The Rape of Medusa, and Why That’s Relevant Today
Did you know that according to greek mythology, Medusa was not always the hideous snake wielding, stone-turning monster we all learned about in school? She started out as a beautiful, youthful priestess (the highest honor a woman could have at the time) in the temple of Athena. Poseidon, who Athena had a thing for, decided he wanted to have Medusa, and when Medusa declined his advances, raped her in Athena’s temple.
Athena heard about this, instead of blaming Poseidon for being an asshole, she blamed Medusa, and turned Medusa into that horrible creature we all know. The one Perseus eventually killed. But before he killed her, Medusa was exiled to the island of Cisthene because she kept turning everyone she looked at to stone. And then she was mercilessly hunted by man after man, who wanted to kill her for the power of her eyes.
Medusa – a young girl who was raped by Poseidon one of the most powerful Gods on the planet. And then punished for it, and turned into a monster hunted by even more men who wanted her ability to turn people into stone, and eventually killed by another.

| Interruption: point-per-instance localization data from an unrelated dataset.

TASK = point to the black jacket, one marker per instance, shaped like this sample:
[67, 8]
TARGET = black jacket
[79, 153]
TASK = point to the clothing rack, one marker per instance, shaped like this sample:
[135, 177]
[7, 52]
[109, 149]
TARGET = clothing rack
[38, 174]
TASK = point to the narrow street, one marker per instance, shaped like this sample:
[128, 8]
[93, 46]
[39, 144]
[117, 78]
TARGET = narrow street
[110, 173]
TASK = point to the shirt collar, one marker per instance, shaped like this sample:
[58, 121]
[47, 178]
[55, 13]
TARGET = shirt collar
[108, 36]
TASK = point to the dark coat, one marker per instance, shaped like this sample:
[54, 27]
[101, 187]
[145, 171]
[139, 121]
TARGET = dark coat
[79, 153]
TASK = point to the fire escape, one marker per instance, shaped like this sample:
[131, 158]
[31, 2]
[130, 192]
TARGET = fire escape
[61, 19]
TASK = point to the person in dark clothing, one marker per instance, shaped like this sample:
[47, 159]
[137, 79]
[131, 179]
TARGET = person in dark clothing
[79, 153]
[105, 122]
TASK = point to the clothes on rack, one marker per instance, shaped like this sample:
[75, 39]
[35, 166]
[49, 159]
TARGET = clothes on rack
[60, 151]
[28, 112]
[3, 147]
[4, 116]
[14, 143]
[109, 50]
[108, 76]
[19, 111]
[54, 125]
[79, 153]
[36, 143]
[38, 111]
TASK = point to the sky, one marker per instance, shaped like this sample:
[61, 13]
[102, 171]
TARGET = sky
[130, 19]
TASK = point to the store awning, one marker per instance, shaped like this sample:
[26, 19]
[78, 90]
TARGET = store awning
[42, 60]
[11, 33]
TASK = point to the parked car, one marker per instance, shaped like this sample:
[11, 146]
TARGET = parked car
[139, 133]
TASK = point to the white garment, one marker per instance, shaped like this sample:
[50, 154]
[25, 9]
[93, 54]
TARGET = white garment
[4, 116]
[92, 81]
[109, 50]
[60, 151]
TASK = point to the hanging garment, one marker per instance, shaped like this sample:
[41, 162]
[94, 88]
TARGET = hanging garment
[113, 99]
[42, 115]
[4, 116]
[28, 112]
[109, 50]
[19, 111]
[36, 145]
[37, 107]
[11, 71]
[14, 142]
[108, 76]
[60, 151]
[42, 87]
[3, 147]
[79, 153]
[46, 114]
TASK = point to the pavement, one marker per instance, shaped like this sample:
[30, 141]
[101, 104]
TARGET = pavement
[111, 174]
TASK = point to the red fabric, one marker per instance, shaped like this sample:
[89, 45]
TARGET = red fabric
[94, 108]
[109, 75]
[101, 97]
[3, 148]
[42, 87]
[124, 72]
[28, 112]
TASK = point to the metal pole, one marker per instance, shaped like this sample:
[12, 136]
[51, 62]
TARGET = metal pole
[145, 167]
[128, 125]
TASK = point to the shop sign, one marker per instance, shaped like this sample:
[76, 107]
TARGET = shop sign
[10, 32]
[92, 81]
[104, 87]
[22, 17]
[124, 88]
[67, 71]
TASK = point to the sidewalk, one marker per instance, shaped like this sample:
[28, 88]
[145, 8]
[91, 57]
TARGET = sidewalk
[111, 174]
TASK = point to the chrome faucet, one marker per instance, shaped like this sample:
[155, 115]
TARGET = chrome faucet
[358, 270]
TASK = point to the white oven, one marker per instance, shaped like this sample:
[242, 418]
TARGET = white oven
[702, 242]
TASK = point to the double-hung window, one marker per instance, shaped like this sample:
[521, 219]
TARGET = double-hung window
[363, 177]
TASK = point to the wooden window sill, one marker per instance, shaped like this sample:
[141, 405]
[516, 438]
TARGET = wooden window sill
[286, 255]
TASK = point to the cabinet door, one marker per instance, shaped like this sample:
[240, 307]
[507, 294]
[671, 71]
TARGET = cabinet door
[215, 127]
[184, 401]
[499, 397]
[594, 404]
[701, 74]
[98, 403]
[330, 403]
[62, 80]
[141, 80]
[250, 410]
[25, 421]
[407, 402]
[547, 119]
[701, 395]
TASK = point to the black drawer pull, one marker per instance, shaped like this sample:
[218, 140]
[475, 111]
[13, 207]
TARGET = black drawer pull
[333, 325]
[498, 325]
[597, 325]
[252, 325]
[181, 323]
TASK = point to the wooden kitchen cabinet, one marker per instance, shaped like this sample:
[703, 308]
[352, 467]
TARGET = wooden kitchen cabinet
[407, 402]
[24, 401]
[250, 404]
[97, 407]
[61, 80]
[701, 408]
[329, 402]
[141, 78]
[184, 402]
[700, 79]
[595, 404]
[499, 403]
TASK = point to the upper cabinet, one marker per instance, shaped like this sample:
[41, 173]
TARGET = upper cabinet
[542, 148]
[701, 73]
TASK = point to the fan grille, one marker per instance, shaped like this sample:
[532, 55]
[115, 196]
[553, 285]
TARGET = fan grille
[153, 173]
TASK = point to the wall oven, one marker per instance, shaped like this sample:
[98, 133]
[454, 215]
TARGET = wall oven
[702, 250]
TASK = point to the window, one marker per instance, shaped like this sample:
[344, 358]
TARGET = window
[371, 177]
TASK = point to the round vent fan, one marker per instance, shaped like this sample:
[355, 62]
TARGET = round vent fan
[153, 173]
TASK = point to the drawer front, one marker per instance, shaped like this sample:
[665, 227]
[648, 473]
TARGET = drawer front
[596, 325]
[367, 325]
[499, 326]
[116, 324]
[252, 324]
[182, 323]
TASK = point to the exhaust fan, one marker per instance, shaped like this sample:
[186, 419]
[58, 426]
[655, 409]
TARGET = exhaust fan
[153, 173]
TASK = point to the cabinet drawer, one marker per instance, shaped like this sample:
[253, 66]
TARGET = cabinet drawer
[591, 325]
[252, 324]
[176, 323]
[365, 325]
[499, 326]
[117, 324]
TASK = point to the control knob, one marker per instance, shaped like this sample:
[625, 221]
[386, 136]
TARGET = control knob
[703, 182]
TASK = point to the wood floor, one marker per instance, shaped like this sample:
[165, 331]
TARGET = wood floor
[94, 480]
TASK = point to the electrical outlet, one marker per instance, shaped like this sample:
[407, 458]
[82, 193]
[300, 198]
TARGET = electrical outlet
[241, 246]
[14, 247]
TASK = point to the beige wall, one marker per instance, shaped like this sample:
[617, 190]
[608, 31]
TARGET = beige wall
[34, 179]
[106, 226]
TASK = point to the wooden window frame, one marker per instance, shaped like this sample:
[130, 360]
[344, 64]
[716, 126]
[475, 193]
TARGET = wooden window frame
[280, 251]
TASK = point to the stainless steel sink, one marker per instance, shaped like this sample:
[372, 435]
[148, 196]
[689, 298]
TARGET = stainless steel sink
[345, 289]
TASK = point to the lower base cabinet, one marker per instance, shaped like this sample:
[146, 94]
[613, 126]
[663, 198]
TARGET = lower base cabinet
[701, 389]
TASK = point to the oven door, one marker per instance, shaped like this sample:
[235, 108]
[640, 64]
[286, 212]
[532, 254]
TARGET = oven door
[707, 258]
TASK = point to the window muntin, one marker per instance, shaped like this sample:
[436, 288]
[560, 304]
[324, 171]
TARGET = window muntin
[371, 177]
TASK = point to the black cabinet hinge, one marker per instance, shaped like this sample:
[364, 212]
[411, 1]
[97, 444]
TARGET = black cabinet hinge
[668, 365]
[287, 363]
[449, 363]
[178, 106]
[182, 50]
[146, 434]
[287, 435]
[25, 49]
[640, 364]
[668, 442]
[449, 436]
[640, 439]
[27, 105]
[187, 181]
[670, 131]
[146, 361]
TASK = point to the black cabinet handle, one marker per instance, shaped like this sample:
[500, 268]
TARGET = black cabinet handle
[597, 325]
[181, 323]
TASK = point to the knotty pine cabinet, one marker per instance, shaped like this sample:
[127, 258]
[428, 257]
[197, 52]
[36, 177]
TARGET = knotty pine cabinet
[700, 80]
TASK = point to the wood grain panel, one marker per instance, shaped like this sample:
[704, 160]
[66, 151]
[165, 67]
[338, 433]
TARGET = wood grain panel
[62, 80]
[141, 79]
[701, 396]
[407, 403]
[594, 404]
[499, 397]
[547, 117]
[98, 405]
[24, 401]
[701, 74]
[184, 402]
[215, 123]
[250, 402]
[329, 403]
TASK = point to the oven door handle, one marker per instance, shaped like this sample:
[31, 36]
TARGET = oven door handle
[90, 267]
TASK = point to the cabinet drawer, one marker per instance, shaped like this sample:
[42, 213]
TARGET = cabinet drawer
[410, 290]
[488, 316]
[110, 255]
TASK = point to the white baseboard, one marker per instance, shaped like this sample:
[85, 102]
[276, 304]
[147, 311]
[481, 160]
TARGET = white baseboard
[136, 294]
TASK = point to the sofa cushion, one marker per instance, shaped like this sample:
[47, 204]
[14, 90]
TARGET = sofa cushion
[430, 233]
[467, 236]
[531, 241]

What does this say about the culture at the time? And what does that say for us now? That this story is in our collective conscious, as well as our scholarly one. And what message are we sharing with our children, when the story is changed (to protect their sensibilities), to say that Athena was angry Medusa seduced Poseidon and desecrated Athena’s sacred temple and her job as a virgin priestess.
On another level, it reminds me very much of what happens to women in countries with muslim governments when they are raped. The rapist isn’t necessarily punished, but women can be jailed, whipped or worse (stoned to death). All for being the victim of rape. In Saudi Arabia for example, women are jailed for being raped unless they have multiple eye witnesses that insist rape, not sex outside of marriage, occurred. This is exactly what happened with Medusa when Athena, instead of asking what happened, simply assumed Medusa because of her great beauty must have seduced Poseidon. Even though it would make no sense to do so inside the very temple Medusa was honored to be a priestess of.
Medusa, like the Magdalena, has been maligned for millennia. Let’s hope that the women of the world, will not allow the same to keep continuing to our sisters in countries run by any form of Sharia or Islamic-muslim law.